Solo productos de la región de Berlín. La propuesta del Nobelhart & Schmutzig —noble, duro, sucio, dice el nombre, y no es casual— es tan sencilla de enunciar como compleja de ejecutar: la carta cambia según lo que la temporada permite en el Brandeburgo y los campos alrededor de la ciudad. Sin cítricos, sin proteínas que vengan de lejos, sin los gestos del lujo gastronómico convencional.
El espacio es largo y estrecho, con una barra que da al pase de cocina. No hay mesas en el sentido convencional —o hay pocas— y la idea es que la cena sea también una observación del trabajo. Los cocineros están cerca, el ruido de la cocina llega, y el chef habla con los comensales durante el servicio si la situación lo permite. Es un modelo de restaurante que en Berlin tiene más precedentes de lo que tiene en otras capitales.
La política del producto local es fácil de adoptar como marketing y difícil de aplicar con rigor. El Nobelhart lo aplica con una seriedad que a veces limita el menú de maneras que el comensal puede encontrar austeras. En invierno, cuando Brandeburgo es tierra de raíces, col y cerdo, la carta refleja eso sin eufemismos. No hay exotismo de importación que amortigüe la estación.

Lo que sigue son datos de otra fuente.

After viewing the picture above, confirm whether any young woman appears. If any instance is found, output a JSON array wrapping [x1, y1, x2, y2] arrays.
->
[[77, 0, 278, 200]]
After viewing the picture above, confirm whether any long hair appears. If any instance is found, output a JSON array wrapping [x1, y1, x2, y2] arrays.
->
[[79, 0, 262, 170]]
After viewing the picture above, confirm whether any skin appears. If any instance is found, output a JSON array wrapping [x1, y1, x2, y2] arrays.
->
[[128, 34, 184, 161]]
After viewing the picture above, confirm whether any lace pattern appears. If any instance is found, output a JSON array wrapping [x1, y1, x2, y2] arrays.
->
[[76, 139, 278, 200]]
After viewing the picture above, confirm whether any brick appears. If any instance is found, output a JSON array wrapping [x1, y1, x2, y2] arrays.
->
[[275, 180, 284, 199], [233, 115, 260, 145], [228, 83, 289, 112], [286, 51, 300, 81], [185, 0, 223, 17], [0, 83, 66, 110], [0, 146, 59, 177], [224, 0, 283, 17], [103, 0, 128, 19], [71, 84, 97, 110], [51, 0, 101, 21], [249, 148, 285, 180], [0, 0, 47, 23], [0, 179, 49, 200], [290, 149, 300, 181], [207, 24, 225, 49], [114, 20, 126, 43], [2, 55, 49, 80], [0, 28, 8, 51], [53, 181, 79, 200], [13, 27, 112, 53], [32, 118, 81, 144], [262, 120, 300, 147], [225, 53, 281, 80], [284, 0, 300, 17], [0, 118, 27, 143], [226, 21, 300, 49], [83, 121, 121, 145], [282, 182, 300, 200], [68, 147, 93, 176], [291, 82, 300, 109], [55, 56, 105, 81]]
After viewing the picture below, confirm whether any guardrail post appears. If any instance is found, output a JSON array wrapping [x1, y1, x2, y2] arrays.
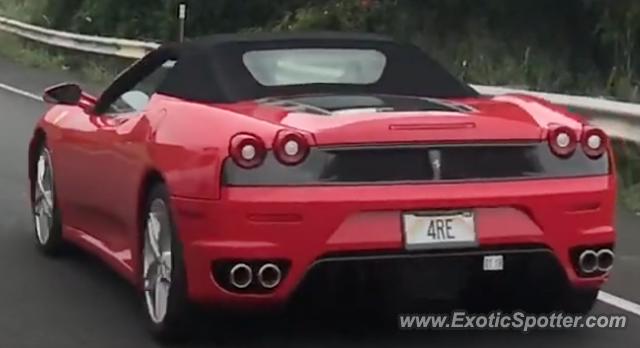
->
[[178, 2, 187, 42]]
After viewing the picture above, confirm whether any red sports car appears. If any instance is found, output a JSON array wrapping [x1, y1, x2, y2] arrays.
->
[[29, 32, 616, 337]]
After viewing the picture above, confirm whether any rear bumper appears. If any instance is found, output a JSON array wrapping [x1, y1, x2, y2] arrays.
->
[[173, 176, 615, 306]]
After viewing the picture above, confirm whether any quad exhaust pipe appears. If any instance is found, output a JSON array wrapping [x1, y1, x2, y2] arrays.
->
[[258, 263, 282, 289], [229, 263, 282, 290], [578, 249, 615, 274], [229, 263, 253, 289]]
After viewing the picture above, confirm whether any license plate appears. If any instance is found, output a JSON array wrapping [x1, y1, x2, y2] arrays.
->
[[402, 211, 477, 249]]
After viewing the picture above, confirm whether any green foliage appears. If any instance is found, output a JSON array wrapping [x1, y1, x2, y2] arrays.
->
[[0, 0, 640, 101]]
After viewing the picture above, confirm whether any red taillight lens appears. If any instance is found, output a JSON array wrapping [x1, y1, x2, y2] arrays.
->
[[548, 126, 578, 157], [582, 128, 608, 158], [229, 134, 267, 169], [273, 131, 309, 166]]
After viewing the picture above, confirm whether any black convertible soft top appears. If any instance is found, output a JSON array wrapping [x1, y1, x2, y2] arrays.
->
[[147, 32, 478, 103]]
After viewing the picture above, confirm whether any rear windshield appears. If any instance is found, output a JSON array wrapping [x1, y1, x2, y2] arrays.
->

El restaurante tiene su peso en el mundo gastronómico internacional —con las guías y los reconocimientos que eso conlleva— pero no ha cambiado su propuesta en función de ese peso. Esa coherencia es rara. La mayoría de los restaurantes que alcanzan cierta visibilidad expanden la oferta, suavizan los bordes, abren para el almuerzo. El Nobelhart sigue siendo el Nobelhart.
Una cena aquí es un argumento sobre qué significa cocinar en serio en un lugar concreto. Puedes estar de acuerdo o no con las restricciones autoimpuestas, pero después de la cena entiendes la posición y puedes debatirla. Eso es lo que debería hacer un restaurante de este nivel: no solo alimentar, sino provocar una opinión sobre lo que acabas de comer y sobre cómo llegó a la mesa.